Lost Lullabies: The Orphanage Chronicles’ta oyuncu, 1980 yılına gider ve yirmi yıl önce bir yangında harap olmuş terkedilmiş bir yetimhaneye adım atar. O günden bu yana bina karanlık bir ün kazanmıştır – yangında ölen çocukların ve bakıcıların ruhlarının hâlâ orada dolaştığı söylenir. Hikâye, 1960 yılında Lowell’de yaşanan gerçek olaylardan esinlenmiştir ve bu da oyuna ürkütücü bir gerçekçilik katar.
Bu bir kooperatif korku oyunudur; tek başına veya iki ila dört oyuncuyla birlikte oynanabilir. Görev, harap olmuş yetimhaneyi keşfetmek, geçmişin izlerini ortaya çıkarmak ve huzur bulamayan kötü ruhları tespit etmektir. Her oyuncunun hayatta kalmasına ve varlıkları kovmak için gerekli ritüelleri gerçekleştirmesine yardımcı olacak benzersiz ekipmanları ve yetenekleri vardır.
Oyun atmosferi giderek artan bir gerilimle inşa edilir – karanlık koridorlar, kaybolmuş ninnilerin yankıları ve ani hayalet tezahürleri, iş birliğinin başarı için hayati olduğu bir ortam yaratır. Oyuncuların bilgi paylaşmaları, plan yapmaları ve ortak kararlar almaları gerekir; çünkü doğaüstü güçlerle tek başına yüzleşmek neredeyse her zaman trajediyle sonuçlanır.

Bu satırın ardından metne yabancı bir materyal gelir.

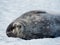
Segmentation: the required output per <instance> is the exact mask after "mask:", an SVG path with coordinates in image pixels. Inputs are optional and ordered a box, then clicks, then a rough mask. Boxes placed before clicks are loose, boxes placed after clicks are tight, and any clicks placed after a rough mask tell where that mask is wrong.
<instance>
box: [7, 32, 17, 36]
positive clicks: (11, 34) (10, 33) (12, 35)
mask: <svg viewBox="0 0 60 45" xmlns="http://www.w3.org/2000/svg"><path fill="white" fill-rule="evenodd" d="M6 34H7V36H8V37H17V36H16V34H13V33H12V32H7V33H6Z"/></svg>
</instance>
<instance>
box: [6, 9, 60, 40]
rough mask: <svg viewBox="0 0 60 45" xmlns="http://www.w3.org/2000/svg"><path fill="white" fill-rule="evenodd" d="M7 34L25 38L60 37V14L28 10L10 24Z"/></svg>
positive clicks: (8, 28)
mask: <svg viewBox="0 0 60 45" xmlns="http://www.w3.org/2000/svg"><path fill="white" fill-rule="evenodd" d="M6 34H7V36H8V37H16V38H22V39H25V40H30V39H39V38H55V37H59V36H60V15H55V14H50V13H48V12H45V11H38V10H35V11H29V12H26V13H24V14H22V15H21V16H20V17H18V18H17V19H16V20H14V21H13V22H12V23H11V24H9V26H8V27H7V30H6Z"/></svg>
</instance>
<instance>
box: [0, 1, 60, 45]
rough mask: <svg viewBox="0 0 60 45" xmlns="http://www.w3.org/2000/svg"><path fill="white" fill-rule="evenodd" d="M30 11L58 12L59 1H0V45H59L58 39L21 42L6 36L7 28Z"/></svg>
mask: <svg viewBox="0 0 60 45" xmlns="http://www.w3.org/2000/svg"><path fill="white" fill-rule="evenodd" d="M30 10H44V11H47V12H57V13H59V12H60V0H0V45H60V37H58V38H44V39H33V40H22V39H19V38H12V37H11V38H9V37H7V36H6V28H7V26H8V25H9V24H10V23H11V22H12V21H13V20H14V19H16V18H17V17H19V16H20V15H21V14H23V13H25V12H27V11H30Z"/></svg>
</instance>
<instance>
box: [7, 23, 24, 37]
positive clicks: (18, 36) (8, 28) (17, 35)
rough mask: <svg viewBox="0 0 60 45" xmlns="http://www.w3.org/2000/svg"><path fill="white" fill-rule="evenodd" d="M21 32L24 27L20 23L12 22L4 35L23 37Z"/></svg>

Lost Lullabies: The Orphanage Chronicles, paranormal araştırma, hayatta kalma korkusu ve takım çalışması unsurlarını bir araya getirir. Bu, bir trajedi ve hafıza hikâyesidir ama aynı zamanda bilinmeyene karşı cesaretin de hikâyesidir. Nihai amaç bellidir – yetimhaneyi saran kötü güçleri kovmak. Ancak soru şudur: Oyuncular kaçmayı başarabilecek mi, yoksa onun karanlık kroniğinin bir parçası mı olacaklar?